While I agree that information on millions of internet users in the U.S. would be under Alibaba’s control, I would also note that Alibaba is currently facilitating global e-commerce transactions for 69 million users from 240 countries. Alibaba has a positive record of respecting the privacy of its user base and I believe that it would do the same to the Yahoo users, should the company acquire Yahoo. Unlike Gutowski, who believes that Alibaba’s acquisition of Yahoo would exacerbate the current 9% unemployment rate in the U.S., I believe that Alibaba would not only retain but also increase Yahoo’s current headcounts.
The acquisition of Yahoo will instantly give Alibaba a foothold in the U.S. online advertising and e-commerce market. To capitalize on the opportunity, Alibaba is likely to retain Yahoo’s current headcounts because U.S. engineers are more innovative, creative, and experienced than their Chinese counterparts. The Chinese engineers that Alibaba have are educated on a system that emphasizes memorization and theory while the U.S. engineers can contribute to the innovation and creativity to Yahoo based on their professional and academic experience. The U.S. education system encourages innovative thinking among its students, as provided by universities such as Stanford and Caltech. Yahoo’s location within the heart of Silicon Valley allows Alibaba to recruit talents in the region as it expands its online advertising and e-commerce footprints in the U.S.
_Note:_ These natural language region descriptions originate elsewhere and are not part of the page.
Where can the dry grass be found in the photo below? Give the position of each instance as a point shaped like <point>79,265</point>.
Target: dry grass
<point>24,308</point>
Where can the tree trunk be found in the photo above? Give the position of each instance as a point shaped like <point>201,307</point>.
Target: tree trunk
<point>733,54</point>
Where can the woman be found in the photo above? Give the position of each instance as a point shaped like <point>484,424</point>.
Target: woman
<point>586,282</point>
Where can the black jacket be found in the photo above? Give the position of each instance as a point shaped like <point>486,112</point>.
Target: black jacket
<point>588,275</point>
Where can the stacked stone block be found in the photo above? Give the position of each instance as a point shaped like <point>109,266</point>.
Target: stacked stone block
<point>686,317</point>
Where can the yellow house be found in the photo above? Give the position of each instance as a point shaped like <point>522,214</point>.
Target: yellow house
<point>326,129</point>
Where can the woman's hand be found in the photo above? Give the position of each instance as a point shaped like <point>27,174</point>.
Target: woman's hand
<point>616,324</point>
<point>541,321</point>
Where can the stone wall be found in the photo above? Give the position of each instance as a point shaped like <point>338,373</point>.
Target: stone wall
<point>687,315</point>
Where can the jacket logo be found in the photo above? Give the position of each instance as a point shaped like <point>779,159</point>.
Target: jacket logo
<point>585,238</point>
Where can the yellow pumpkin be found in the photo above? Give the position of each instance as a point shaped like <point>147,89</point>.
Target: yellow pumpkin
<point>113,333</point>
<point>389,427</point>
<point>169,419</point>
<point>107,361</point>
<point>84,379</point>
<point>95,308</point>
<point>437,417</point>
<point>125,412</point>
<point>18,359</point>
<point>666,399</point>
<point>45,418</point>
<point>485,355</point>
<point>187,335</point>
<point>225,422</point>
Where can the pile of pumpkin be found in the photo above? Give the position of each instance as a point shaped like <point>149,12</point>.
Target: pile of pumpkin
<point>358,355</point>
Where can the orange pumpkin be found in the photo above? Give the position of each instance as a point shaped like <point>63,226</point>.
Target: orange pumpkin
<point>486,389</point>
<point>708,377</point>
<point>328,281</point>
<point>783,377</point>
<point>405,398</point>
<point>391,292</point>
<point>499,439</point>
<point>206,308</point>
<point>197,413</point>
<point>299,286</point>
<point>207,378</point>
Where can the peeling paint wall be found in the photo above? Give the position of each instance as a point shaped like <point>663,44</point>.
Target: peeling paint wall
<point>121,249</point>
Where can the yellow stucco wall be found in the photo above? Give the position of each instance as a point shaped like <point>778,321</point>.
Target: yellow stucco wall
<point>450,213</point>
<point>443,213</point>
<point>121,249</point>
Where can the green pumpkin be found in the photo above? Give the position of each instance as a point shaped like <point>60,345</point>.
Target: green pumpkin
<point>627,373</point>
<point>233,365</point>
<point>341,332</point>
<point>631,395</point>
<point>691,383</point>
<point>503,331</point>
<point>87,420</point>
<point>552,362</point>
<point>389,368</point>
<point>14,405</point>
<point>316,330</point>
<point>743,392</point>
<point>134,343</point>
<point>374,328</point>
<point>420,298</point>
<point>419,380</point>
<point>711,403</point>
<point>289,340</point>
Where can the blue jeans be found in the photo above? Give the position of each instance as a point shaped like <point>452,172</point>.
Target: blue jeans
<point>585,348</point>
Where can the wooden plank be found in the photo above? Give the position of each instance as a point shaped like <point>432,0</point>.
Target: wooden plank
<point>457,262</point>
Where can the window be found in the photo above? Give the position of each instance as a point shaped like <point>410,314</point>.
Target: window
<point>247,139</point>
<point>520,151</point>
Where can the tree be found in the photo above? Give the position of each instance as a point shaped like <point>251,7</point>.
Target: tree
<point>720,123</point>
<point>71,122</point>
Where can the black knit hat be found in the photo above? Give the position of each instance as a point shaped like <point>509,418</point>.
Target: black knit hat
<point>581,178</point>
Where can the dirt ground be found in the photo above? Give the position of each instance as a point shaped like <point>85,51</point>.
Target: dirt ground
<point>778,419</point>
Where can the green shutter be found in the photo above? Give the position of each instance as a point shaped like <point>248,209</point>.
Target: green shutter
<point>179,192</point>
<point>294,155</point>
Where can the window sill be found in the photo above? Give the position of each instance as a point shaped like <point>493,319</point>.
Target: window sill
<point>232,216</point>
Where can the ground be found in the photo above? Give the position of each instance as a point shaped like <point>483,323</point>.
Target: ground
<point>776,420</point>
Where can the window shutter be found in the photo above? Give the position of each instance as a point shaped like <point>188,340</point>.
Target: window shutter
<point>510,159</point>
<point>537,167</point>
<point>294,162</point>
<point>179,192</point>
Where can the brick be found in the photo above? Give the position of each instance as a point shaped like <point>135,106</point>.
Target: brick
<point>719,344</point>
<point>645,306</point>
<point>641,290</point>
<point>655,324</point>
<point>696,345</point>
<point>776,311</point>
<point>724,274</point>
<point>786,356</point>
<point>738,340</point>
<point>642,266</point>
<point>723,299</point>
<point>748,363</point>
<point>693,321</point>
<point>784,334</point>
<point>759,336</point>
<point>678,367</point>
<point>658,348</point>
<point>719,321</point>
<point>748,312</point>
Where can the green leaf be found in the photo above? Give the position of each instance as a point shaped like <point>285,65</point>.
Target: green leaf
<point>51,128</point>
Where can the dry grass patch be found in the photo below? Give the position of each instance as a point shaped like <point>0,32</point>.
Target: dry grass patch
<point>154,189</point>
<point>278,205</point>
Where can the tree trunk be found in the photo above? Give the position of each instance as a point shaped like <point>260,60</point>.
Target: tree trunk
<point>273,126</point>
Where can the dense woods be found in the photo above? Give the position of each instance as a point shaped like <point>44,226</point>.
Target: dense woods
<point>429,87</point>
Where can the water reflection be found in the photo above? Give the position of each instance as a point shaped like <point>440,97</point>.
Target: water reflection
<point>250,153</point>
Finally, a better analogy of the Alibaba-Yahoo bid would be the Lenovo (OTCPK:LNVGF)-IBM (IBM) PC bid, in which a Chinese cross-border investment of a U.S. firm not only saved an ailing U.S. brand (The Thinkpad) but also thousands of U.S. jobs. Alibaba’s acquisition of Yahoo could potentially revive an ailing company that is losing its edge in both online advertising and e-commerce, and create much needed jobs amidst an environment of high unemployment. The success of this cross-border transaction will likely encourage more foreign direct investments from China, which in turn could spur additional job creation. In the end, the Chinese will have the opportunity to build their operations on a global platform, while the U.S. gets much needed FDI- which are better than buying Treasury bonds.